It’s All about Growth
Northwestern economics professor Robert Gordon has a written a mostly very good and a very long book (762 pages in the print edition) on the history of economic growth in the United States from 1870 to the present. In his view it is all about the rise and fall of total factor productivity (the gains in output not due to increased labor and capital inputs, or if you will technological improvements). I know this sound very boring, but he explains the growth in output in terms of how it affected the daily home and work lives of average Americans. In other words he tells a very good story as to how the typical American moved from a completely disconnected life without indoor plumbing in 1870 to a fully connected life with water, sewerage, electricity, radio and telephones by 1940. The American of 1940 would not recognize the life of an American in 1870 while the American of today would readily recognize the life of a typical 1940 American.

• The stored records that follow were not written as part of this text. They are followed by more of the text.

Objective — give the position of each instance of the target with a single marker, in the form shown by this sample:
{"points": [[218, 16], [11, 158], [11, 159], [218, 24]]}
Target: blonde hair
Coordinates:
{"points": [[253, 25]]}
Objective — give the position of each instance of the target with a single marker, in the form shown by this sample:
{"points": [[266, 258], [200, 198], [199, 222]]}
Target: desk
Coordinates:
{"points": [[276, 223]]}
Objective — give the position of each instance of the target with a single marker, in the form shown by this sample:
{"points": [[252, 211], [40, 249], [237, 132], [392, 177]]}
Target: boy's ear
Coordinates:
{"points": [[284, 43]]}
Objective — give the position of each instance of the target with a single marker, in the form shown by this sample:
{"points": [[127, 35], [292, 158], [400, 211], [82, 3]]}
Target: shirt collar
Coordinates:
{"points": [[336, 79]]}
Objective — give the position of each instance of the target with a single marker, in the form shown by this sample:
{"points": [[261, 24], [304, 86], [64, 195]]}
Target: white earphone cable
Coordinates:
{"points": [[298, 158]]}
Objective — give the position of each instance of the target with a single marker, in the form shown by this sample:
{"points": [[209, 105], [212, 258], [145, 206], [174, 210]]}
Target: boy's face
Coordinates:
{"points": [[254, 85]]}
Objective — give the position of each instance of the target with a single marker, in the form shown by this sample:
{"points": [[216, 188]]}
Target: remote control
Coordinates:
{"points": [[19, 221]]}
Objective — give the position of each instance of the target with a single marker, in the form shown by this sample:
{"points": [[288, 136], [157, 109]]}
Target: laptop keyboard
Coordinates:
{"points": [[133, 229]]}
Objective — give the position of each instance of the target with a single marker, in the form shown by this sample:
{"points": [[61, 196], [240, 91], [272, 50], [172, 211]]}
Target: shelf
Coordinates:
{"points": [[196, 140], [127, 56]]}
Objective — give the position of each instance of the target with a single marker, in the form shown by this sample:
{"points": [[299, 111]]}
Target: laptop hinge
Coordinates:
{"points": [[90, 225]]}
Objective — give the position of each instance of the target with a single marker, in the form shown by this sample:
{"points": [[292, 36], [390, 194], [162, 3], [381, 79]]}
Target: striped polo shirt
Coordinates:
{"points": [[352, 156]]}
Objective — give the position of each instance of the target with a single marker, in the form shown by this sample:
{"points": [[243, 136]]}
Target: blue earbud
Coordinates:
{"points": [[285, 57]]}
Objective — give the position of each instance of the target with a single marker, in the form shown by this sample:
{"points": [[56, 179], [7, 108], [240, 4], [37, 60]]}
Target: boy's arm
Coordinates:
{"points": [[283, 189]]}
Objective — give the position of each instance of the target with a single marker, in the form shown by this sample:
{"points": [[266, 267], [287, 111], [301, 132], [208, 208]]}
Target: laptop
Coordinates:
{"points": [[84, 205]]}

To him much of this improvement is due to what he calls the second industrial revolution which was brought into being by the widespread adoption of electricity and the internal combustion engine. along with indoor plumbing remade the economy. In a way his book is a paean to industrial capitalism whose innovations brought about this revolution. Further, although it is hard to believe today, the introduction of the automobile in the early 1900s was the clean technology of its day. Simply put the major cities of the country were knee deep in horse poop and horse piss that local residents struggled to avoid. They were literally swimming in pollution.

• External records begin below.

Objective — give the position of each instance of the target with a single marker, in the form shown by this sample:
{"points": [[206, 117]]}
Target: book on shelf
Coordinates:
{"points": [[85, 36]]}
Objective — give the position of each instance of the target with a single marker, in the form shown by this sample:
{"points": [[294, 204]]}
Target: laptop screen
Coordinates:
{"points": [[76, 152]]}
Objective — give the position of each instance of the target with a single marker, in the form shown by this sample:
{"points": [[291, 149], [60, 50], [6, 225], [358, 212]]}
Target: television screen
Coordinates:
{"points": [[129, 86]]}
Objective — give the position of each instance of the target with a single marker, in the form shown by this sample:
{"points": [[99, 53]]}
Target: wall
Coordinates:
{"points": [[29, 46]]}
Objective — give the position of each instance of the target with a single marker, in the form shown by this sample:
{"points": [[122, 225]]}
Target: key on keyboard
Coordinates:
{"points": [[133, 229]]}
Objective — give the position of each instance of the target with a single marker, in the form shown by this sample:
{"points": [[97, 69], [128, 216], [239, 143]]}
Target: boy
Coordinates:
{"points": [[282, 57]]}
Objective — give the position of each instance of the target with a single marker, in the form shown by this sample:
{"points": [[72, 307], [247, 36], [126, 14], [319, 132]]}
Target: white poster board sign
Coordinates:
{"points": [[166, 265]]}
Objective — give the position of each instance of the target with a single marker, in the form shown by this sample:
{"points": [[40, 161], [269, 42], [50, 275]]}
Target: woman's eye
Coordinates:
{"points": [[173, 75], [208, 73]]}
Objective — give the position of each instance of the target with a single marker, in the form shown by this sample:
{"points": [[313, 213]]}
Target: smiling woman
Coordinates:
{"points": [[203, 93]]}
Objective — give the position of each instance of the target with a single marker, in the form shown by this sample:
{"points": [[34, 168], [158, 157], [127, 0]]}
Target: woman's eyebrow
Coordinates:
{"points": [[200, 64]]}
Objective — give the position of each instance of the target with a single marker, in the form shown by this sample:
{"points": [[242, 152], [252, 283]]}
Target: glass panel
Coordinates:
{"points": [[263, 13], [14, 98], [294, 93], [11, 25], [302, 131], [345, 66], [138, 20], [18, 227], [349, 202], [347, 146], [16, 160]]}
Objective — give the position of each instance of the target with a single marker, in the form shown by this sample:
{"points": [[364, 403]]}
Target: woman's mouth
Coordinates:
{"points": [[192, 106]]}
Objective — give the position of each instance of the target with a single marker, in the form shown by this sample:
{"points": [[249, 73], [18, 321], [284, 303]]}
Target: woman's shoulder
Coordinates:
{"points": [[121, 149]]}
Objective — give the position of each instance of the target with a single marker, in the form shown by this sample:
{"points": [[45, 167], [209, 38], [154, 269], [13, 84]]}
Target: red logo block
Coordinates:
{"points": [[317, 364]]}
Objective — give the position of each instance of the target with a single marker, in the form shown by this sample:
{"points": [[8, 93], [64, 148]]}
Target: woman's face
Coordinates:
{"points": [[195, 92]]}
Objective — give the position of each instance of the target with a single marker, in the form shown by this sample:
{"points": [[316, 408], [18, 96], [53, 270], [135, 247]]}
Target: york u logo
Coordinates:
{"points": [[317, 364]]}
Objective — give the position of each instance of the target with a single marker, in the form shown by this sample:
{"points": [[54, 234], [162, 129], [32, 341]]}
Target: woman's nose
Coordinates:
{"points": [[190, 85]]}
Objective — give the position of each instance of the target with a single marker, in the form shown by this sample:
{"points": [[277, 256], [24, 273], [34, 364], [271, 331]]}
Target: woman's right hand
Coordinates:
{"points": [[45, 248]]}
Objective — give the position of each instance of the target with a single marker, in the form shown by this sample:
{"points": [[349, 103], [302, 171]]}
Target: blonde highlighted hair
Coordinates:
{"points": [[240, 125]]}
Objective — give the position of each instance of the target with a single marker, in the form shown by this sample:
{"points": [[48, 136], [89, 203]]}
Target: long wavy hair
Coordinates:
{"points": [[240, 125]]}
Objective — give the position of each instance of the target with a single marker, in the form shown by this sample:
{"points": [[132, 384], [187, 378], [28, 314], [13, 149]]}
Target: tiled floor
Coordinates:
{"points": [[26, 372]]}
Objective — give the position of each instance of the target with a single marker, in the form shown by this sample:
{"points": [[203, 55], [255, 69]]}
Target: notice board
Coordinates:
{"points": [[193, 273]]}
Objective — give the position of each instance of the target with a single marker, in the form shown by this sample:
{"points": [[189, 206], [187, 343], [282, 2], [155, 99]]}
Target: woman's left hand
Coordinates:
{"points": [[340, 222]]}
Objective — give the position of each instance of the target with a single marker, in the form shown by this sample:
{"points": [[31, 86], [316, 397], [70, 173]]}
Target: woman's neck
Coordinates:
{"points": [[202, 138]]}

Compare this to the third industrial revolution we are experience today involving information technology, computers and communications. Sure those technologies have improved our lives, but how do they compare to indoor plumbing and electric lights. Gordon demonstrates through a careful analysis of the data that the information revolution peaked from 1996-2004 and has since slowed down. Specifically Moore’s Law which states computer chip capacity doubles every 18-24 months which held from the late 1960s to the early 2000s broke down in the past decade to a pace of doubling every four to six years.

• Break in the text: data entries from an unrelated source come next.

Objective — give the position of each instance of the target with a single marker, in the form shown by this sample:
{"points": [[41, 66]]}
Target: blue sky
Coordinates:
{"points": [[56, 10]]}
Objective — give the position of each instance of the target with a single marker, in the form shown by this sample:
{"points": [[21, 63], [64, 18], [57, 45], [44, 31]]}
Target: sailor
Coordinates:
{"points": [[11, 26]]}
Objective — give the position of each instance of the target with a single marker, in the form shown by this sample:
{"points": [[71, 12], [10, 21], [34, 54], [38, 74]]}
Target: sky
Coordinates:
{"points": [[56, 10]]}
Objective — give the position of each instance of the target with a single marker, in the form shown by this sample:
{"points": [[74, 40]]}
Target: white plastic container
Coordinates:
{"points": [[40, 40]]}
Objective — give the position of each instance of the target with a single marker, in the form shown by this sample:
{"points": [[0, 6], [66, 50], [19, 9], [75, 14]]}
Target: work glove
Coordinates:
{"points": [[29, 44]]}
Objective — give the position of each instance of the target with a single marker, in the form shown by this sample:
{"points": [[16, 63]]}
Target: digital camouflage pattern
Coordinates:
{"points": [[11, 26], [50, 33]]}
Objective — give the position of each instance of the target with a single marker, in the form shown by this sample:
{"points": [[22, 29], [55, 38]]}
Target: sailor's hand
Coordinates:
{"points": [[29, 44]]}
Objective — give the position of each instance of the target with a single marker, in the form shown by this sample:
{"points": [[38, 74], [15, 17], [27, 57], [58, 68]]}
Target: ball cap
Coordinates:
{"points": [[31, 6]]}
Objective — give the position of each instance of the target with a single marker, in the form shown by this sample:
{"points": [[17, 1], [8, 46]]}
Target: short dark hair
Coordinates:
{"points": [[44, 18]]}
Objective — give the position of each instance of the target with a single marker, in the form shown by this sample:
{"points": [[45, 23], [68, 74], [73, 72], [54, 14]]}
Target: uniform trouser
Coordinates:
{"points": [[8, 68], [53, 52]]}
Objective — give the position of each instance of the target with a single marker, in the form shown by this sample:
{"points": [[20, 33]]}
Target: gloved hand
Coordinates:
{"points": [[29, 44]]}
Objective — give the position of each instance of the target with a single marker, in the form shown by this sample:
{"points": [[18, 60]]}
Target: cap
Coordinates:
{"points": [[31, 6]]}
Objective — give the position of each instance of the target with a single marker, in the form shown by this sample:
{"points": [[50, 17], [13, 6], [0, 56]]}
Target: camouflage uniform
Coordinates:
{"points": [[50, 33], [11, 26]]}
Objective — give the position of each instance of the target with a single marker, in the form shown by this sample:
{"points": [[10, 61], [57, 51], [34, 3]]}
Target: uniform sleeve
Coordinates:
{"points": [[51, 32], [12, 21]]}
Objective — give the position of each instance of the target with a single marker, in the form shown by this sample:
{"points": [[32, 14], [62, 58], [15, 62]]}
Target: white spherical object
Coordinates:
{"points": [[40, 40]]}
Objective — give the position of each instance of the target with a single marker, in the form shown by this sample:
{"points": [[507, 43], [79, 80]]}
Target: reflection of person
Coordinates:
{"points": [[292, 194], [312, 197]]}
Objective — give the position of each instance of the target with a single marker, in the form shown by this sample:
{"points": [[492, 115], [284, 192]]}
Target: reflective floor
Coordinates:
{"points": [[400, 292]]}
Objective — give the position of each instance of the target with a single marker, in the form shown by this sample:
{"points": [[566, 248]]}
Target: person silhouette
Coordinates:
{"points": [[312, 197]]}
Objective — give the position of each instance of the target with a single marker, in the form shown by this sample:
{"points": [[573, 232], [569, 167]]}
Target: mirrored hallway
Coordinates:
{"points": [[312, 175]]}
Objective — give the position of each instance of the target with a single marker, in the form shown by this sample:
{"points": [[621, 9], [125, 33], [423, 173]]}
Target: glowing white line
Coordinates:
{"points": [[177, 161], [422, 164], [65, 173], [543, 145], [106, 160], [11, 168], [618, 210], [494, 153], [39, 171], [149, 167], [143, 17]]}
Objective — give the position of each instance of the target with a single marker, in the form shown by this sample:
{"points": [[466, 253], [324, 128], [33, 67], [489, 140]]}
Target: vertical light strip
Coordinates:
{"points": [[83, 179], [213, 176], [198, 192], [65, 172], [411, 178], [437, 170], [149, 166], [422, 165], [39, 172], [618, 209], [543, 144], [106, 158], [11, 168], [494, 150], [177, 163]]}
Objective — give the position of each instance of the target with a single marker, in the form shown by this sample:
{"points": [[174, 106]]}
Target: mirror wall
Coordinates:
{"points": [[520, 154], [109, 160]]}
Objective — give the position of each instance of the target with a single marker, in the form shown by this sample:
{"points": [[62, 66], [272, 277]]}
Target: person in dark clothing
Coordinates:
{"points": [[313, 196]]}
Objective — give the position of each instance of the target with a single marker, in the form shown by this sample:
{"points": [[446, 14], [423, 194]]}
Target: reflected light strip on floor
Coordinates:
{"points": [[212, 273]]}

Going forward Gordon is a “techno-pessimist.” He views the 1870-1970 period as a one off event. The recent slowdown in productivity and economic growth certainly supports his view. Whether he is right, or not, only time will tell. Where I would disagree with Gordon is that he labels the rise of income inequality as an impediment to growth. To me that is a stretch because during his golden age of 1870-1940 there were two distinct periods of high and rising income inequality. The first was the gilded age of 1895-1910 and second was the roaring twenties. During those two time periods the standard of living for the average American grew rapidly and it is hard to see in the data that it was an impediment to growth especially when Gordon admits the official data grossly understated overall economic growth.
I know that this review has hardly done justice to Gordon’s magisterial work. I highly recommend it for those interested in how our lives came to be.